The Geometry of Reasoning: Flowing Logics in Representation Space

📝 Paper Summary

Mechanistic Interpretability Reasoning Dynamics Representation Geometry

The paper models LLM reasoning as continuous geometric flows where logical structure acts as a differential controller governing the velocity and curvature of semantic trajectories, independent of surface content.

Core Problem

Current interpretations of LLMs often view reasoning as discrete token generation or random graph walks, failing to explain how models internalize deep logical structure independent of surface semantics.

Why it matters:

Challenging the 'stochastic parrot' view is essential to determine if LLMs genuinely understand logic or merely mimic surface forms
Lack of rigorous geometric frameworks limits our ability to quantify, steer, and ensure the safety of reasoning processes in latent space
Understanding the distinction between semantic content (position) and logical structure (velocity/curvature) is critical for robust interpretability

Concrete Example: A logical deduction (e.g., Modus Ponens) applied to 'weather' vs. 'sports' produces completely different raw embeddings.

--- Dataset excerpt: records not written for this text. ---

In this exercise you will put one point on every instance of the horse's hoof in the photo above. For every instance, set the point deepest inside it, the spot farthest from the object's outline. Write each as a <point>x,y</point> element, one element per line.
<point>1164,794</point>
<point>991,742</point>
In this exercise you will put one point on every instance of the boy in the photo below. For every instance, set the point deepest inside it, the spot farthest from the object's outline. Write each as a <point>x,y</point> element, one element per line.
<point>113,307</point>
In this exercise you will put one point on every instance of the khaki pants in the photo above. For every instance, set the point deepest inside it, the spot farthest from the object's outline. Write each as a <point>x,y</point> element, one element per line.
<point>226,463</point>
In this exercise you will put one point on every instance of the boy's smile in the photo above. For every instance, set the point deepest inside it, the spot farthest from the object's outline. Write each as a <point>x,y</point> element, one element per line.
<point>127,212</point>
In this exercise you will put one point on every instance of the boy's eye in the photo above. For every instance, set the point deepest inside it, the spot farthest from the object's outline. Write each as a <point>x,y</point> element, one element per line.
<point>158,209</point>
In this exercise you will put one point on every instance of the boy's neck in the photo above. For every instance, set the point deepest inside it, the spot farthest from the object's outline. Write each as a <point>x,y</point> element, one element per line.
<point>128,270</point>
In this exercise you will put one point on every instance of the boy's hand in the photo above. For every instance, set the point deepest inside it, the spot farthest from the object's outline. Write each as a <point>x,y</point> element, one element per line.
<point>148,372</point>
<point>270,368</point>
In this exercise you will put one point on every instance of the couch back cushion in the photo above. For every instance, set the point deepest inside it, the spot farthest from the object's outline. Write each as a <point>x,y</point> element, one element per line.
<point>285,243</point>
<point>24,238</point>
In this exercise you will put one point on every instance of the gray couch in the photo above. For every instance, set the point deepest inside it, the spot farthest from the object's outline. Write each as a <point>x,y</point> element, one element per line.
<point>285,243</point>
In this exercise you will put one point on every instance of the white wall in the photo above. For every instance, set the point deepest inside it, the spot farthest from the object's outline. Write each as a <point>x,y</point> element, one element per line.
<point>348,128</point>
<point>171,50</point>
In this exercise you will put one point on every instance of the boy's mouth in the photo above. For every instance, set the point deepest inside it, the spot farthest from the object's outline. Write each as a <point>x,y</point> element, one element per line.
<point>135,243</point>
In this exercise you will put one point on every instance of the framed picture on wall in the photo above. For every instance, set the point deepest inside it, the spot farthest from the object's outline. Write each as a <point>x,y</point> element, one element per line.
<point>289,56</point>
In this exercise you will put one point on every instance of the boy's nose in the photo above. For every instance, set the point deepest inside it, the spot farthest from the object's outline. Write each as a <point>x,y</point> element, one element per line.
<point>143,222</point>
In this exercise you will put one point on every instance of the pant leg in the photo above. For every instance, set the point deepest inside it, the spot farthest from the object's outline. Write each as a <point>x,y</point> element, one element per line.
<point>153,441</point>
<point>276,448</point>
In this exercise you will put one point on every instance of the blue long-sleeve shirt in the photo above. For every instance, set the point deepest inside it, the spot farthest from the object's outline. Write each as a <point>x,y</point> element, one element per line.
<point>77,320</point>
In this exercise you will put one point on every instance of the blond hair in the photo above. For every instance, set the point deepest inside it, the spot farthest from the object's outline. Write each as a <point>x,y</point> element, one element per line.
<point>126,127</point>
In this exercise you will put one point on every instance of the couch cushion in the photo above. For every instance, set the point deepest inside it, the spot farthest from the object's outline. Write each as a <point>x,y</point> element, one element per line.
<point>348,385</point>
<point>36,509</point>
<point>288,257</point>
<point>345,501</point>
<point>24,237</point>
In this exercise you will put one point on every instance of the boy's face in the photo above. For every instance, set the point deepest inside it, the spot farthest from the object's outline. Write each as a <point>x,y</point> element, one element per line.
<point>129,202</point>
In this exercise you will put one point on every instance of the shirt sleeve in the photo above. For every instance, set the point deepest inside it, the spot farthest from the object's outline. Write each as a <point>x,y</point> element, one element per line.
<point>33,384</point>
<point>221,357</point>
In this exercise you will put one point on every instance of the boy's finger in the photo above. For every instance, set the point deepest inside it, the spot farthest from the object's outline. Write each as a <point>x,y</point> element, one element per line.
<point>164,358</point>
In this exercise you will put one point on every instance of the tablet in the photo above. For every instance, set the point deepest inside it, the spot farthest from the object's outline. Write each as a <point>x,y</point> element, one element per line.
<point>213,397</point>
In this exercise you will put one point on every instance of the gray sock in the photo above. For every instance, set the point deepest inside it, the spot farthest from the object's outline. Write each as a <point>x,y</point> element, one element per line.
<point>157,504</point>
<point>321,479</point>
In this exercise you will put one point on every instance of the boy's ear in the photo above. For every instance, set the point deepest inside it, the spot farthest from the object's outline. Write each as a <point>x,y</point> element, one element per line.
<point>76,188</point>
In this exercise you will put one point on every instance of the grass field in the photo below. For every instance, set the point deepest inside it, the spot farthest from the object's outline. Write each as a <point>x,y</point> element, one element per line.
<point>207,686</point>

Using only position similarity suggests they are unrelated, missing the shared underlying logical 'movement' that a geometric flow analysis reveals.

Key Novelty

Reasoning Flow Framework

Models reasoning as a cumulative trajectory (flow) on a concept manifold, where local velocity and curvature are dictated by logical rules rather than semantic topics
Proposes that logic functions as a 'steering wheel' (differential constraint) that determines the turning and speed of the reasoning path, while semantic content determines the location

Architecture

Schematic of the mapping relationships between Input Space X, Concept Space C, Logic Space L, and Representation Space R.

Evaluation Highlights

Logic similarity in Qwen3-0.6B increases from 0.26 (position) to 0.53 (curvature), showing logic is encoded in higher-order geometry
Random shuffling of logical steps collapses curvature similarity to 0.02, proving the trajectory's order is structurally significant
Consistent geometric patterns observed across model families (Qwen, LLaMA) and scales (0.5B to 8B), suggesting a universal representational law

Breakthrough Assessment

8/10

Offers a strong theoretical formalization of reasoning as geometry, backed by empirical evidence that successfully disentangles logic from semantics. Provides a new lens for interpretability beyond static features.

⚙️ Technical Details

Problem Definition

Setting: Analyzing the geometric properties of context-cumulative representation trajectories generated by LLMs on controlled logical tasks

Inputs: Prompt P and reasoning chain X = (x_1, ..., x_T)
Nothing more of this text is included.